Coke samples B, C, D, and E in the table are high-reactivity coke samples prepared after adding catalysts, and sample A is a coke sample prepared from raw blended coal without adding catalysts. The T0 obtained through the test of the present invention reflects the effect of reducing the gasification temperature of the coke after adding the catalyst, and the RLT and RHT respectively reflect the gasification reaction performance of the coke in the low temperature stage and the high temperature stage. PRS reflects the post-reaction intensity of the coke gasification reaction after the chemical reaction control gradually shifts to the mixing control and internal diffusion control. Based on the above results, sample C is the best in both the catalytic effect of the catalyst and the post-reaction strength. However, the above conclusions cannot be obtained by traditional methods.

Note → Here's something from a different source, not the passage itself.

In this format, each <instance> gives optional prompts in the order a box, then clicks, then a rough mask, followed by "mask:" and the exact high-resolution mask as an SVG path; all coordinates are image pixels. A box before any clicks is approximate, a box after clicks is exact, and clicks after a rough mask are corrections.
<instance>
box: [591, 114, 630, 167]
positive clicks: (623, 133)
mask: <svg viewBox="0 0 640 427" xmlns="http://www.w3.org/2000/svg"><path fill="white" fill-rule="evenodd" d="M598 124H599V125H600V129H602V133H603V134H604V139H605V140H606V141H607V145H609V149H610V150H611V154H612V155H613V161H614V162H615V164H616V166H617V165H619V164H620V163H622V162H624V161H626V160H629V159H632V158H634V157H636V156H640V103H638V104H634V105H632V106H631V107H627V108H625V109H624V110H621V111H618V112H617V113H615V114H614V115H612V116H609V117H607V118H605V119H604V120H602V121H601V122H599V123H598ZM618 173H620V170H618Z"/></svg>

Samples F and G in the table are two kinds of industrial cokes. From the comparison of the present invention and the national standard test, it can be found that although the CRI of G and F differs only by 2.3, the difference in reaction temperature is 20°C. The RLT index shows that the carbon loss rate of coke F is much higher than that of coke G in the low temperature reaction stage. The chemical reaction is dominant in the low temperature reaction stage, so the matrix (pore wall) reactivity of coke F is significantly higher than that of coke G. Since the low-temperature reaction carbon is lost not only on the surface of the coke but also at a deep distance from the surface of the coke, the post-reaction strength of coke F is slightly lower than that of coke G. The test results of the present invention can not only reflect the properties of the coke, but also explain the reasons more profoundly.

Claims (2)

1. A method for testing the reactivity of metallurgical coke and carbon dioxide gasification and the strength after the reaction: use a large-weight thermogravimetric analyzer to heat the coke sample at a heating rate of 5°C/min, and feed 2L of the furnace after the furnace temperature reaches 300°C /min nitrogen protection sample, after the furnace temperature reaches 900°C, change the heating rate to 2°C/min to continue heating, change the gas to 5L/min carbon dioxide, and when the furnace temperature reaches 1050°C, change the heating rate to Continue to heat up at 5°C/min until the weight loss percentage of the sample reaches 25%, then stop heating, change the gas to nitrogen at 2L/min, and carry out the strength test until the sample cools below 200°C. 2. method as claimed in claim 1 is characterized in that: (1) each test is that particle size is 23～25mm, the coke that quality is 200 ± 0.5g packs in the corundum crucible with some holes around and at the bottom, The inner diameter of the crucible is 75-80 mm, and the height is 100-150 mm; (2) The temperature when the coke reaction rate reaches 0.02%/min is used as the starting reaction temperature of coke, and the weight loss percentage of coke before 1050 °C is calculated as the low-temperature reactivity index of coke , calculate the loss percentage of coke between 1100 ~ 1200 ℃ as the high temperature reactivity index of coke; (3) put the coke sample after the reaction into the type I drum, and rotate at a speed of 20r/min for 30min, The total number of revolutions is 600r, and then it is taken out and sieved with a φ10mm round hole sieve, and the percentage of coke on the sieve in the coke after reaction is used as the strength of coke after reaction.